The first episode of a raunchy new drama(?) series aired this week in Melbourne, and has caused a deal of controversy. The series, Californication, stars David Duchovny of X-Files fame. The first episode - a mere 32 minutes in length - was punctuated by a number of sex scenes which pushed the boundaries for nudity, sexual depiction, and of good/bad taste. It's not often that I find myself agreeing with Andrew Bolt, but I do agree that some serious questions need to be raised about a society in which this can be passed off as entertainment.

The first episode begins with a Duchovny dream sequence, where he is shown entering a Catholic church and encountering a nun... a scene which quickly turns into a sexual encounter which reverts to the bedroom and 'reality' (as opposed to the dream). Bolt asks whether this would be acceptable if the woman were a Muslim - a valid question of our culture. What is it that allows people, in the name of entertainment, to effectively desecrate the central beliefs of a major section of its society? Surely in an admittedly pluralistic society we honour our differences rather than degrade them?

But even more deeply, we need to ask about a society in which sex has been equated with entertainment. Early movies allowed the imagination to play its part. The scene would close with a kiss as the bedroom door closed, then return in the morning. We did not need to witness 'the act', as our imaginations were allowed to take over. Have we lost our collective imagination, such that we have to show everything in order to demonstrate how cultured we are? It is this lack of a collective imagination which imperils our future more than anything else, as we remain locked in present realities unable to imagine alternative ways of being in the face of climate change, environmental concerns, and acts of terrorism. We spend more and more time defending what is as opposed to dreaming of and creating what might be.

And when sex passes as entertainment, we debase the very essence of our humanity, in which the greatest acts of intimacy are mere fodder for the lonely, watching, world. We yearn for deeper relationships, more meaningful community, yet find ourselves spectators of others who are paid for this purpose. The depictions are so far from reality that we are lost. Perhaps this goes some way to explaining the high levels of drug use, relationship, health and marriage breakdown and mental health problems amongst the celebrity caste - whose lives seek to echo the 'realities' they construct on the set. We long for deep intimacy with our fellow human beings, yet settle for a cheap alternative: and a horrible ruse at that.

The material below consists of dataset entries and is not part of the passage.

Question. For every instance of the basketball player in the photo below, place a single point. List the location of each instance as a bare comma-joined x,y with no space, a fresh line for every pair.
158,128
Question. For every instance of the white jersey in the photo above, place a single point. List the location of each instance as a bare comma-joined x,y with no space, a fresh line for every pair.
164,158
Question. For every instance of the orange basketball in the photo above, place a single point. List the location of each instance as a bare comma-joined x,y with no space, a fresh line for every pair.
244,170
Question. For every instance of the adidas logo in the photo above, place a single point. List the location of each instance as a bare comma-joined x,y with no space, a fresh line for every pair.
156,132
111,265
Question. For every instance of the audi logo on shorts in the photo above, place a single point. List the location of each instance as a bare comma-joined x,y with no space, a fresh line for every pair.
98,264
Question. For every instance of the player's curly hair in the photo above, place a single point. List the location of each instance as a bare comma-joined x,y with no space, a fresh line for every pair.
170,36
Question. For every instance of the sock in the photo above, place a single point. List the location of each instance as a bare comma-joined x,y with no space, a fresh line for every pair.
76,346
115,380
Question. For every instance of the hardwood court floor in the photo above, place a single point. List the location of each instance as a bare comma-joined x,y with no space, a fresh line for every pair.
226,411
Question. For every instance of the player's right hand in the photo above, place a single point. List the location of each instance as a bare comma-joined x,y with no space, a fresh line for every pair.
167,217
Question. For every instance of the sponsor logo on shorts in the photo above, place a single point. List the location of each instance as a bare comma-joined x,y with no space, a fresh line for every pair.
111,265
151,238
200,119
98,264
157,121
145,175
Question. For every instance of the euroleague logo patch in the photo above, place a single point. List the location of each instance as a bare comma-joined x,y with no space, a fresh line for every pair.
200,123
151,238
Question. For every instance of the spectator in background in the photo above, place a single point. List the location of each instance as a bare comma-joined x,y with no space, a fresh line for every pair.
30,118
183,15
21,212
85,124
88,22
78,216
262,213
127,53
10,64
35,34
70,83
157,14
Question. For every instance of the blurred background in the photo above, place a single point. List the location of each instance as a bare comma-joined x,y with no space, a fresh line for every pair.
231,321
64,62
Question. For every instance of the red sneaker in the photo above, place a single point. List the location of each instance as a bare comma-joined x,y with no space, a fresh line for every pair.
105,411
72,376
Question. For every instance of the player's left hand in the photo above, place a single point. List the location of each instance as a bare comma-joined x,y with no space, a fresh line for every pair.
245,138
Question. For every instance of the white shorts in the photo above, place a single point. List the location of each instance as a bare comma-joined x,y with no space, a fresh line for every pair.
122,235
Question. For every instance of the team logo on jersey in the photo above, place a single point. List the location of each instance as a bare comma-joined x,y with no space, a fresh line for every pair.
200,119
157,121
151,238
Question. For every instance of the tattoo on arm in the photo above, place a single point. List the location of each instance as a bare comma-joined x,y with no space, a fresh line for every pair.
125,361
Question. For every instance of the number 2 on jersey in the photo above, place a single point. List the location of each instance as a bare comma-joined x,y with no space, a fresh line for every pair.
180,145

And here's where I part company with Andrew Bolt. The television executives who bring us this are merely reflecting their viewers. These shows would not be made or aired unless there was demand for them. I haven't seen the ratings for the show, but the attention given to it guarantees many more will take a look in the coming weeks. Media executives are rarely leaders when it comes to shaping culture... they merely reflect back to the audience what is in the hearts already. We (the share owners, and the audience) demand that they bring increased audiences and increased profits - shows which we will watch, and therefore command advertising dollars. Perhaps they have read our society all too well.

The gospel offers an alternate and powerful picture of the future, one which captures our spirits and imaginations. In this future, we are invited into a level of intimacy which cannot be captured on screen or mimicked by actors. Perhaps that is its trouble... it isn't too easily marketed, and sometimes we in the church haven't been too good at demonstrating it either.